Philippe Moret : Certainement, mais toujours en dialogue avec les traditions classiques et une certaine exigence gnomique, même si c’est le plus souvent dans le registre négatif, apophatique. Je viens de lire La Gloire des petites choses de Denis Groznatovitch, merveilleux essai inspiré par Georges Haldas, cité en épigraphe : «Ce sont les choses imperceptibles — les impondérables — qui nous relient le plus souvent à l’essentiel. Qui vit en Etat de Poésie le sait mieux que tout autre. Et cela dans la mesure où il ne cesse d’en faire l’expérience. Titre éventuel pour un petit texte qui en témoignerait : La Gloire des petites choses.»

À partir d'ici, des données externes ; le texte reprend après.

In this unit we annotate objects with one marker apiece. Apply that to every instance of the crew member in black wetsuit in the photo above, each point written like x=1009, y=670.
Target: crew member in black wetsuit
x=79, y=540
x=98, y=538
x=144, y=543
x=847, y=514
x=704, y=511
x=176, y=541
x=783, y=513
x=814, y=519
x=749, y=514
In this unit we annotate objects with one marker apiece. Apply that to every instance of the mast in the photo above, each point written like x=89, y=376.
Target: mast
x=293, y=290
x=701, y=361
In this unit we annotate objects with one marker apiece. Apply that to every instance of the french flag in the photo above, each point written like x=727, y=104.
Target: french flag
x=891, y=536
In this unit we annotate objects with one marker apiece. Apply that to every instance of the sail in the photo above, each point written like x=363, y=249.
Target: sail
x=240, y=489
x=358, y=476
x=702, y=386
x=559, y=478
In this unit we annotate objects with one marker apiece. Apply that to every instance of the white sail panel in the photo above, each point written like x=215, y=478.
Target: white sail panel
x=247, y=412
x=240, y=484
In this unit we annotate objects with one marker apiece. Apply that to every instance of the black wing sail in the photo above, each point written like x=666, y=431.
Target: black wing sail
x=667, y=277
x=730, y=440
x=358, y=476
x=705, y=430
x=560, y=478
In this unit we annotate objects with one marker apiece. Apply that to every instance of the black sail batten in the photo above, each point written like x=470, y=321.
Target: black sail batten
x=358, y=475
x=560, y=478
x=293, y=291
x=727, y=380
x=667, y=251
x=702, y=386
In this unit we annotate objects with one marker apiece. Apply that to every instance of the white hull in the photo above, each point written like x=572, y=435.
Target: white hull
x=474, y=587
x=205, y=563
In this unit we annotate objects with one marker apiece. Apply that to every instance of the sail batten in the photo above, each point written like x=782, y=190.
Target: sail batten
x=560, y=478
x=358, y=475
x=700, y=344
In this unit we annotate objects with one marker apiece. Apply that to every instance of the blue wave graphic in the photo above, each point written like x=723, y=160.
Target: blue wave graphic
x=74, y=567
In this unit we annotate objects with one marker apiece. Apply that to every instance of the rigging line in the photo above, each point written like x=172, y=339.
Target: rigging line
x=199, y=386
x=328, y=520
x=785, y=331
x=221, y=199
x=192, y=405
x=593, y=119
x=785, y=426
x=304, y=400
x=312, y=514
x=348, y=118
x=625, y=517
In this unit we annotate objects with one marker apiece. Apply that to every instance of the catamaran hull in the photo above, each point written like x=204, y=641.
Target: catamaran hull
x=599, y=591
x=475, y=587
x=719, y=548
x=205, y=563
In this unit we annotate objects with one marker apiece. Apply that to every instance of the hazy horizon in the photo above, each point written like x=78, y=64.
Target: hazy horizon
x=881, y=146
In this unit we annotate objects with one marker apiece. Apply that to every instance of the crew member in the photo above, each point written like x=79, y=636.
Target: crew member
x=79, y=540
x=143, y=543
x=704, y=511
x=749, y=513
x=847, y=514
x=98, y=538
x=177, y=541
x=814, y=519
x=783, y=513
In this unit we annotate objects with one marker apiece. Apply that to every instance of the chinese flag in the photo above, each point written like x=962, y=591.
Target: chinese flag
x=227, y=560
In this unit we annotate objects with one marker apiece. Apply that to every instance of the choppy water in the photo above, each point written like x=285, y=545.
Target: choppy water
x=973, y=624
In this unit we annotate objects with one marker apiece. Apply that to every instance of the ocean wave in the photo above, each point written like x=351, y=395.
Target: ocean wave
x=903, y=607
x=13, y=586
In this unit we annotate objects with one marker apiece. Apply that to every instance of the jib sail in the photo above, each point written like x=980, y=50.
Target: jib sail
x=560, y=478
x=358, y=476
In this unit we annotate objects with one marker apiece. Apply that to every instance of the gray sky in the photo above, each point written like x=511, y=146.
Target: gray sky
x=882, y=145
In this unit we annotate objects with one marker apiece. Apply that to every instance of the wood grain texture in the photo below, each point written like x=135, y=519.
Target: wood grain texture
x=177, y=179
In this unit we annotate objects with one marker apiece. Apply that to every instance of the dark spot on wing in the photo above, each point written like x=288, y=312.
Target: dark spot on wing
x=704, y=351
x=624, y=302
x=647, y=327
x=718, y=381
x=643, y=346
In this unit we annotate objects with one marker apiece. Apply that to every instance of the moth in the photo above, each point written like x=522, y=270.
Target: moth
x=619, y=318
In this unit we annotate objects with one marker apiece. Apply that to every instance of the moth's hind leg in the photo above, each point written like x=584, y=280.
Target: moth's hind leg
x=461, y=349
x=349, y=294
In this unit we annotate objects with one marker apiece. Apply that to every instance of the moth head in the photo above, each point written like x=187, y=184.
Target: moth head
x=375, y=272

Par ailleurs Groznatovitch cite Roland Barthes : «Ce qui est raconté ce n’est pas une aventure, ce sont des incidents. L’incident est simplement ce qui tombe doucement, comme une feuille, sur le tapis de la vie ; c’est ce pli léger, fuyant, apporté au tissu des jours ; c’est ce qui peut être à peine noté : une sorte de degré zéro de la notation, juste ce qu’il faut pour pouvoir écrire quelque chose.»

On pense au haïku, d’ailleurs invoqué par Groznatovitch, une poétique du presque rien, mais où se donne à lire, comme en filigrane, quelque chose d’éternel («sous les espèces de l’éternité», comme le dirait Spinoza).

Aphorismundi : Quels types d’aphorismes vous touchent le plus (épigrammes, maximes, aphorismes poétiques…)? Quels sont vos aphoristes préférés et pour quelles raisons ?

Philippe Moret : Mon goût irait du côté de l’aphorisme poétique, de la notation, de l’incident au sens de Barthes, avec des auteurs comme Joubert ou Jourdan, ou encore Cioran dans ses Carnets.

Aphorismundi : Quel recueil a eu un impact tout particulier dans votre vie ?

Philippe Moret : Poteaux d’angle de Michaux.

Aphorismundi : Pour finir, pourriez-vous nous citer un aphorisme qui est devenu pour vous une sorte de maxime de vie ?

Philippe Moret : Permettez-moi d’en citer trois :

«Passé un certain point, il n’y a plus de retour. Il faut atteindre ce point.» Franz Kafka

«Avec tes défauts, pas de hâte. Ne vas pas à la légère les corriger. Qu’irais-tu mettre à la place ?» Henri Michaux

«Une flamme traverse le sang. Passer de l’autre côté, en contournant la mort.» Emil Cioran

Merci à Philippe Moret pour cet entretien passionnant et nous vous invitons à découvrir Le Bouquin des aphorismes, publié en 2018 chez Robert Laffont et Tradition et modernité de l’aphorisme, paru chez Droz en 1997.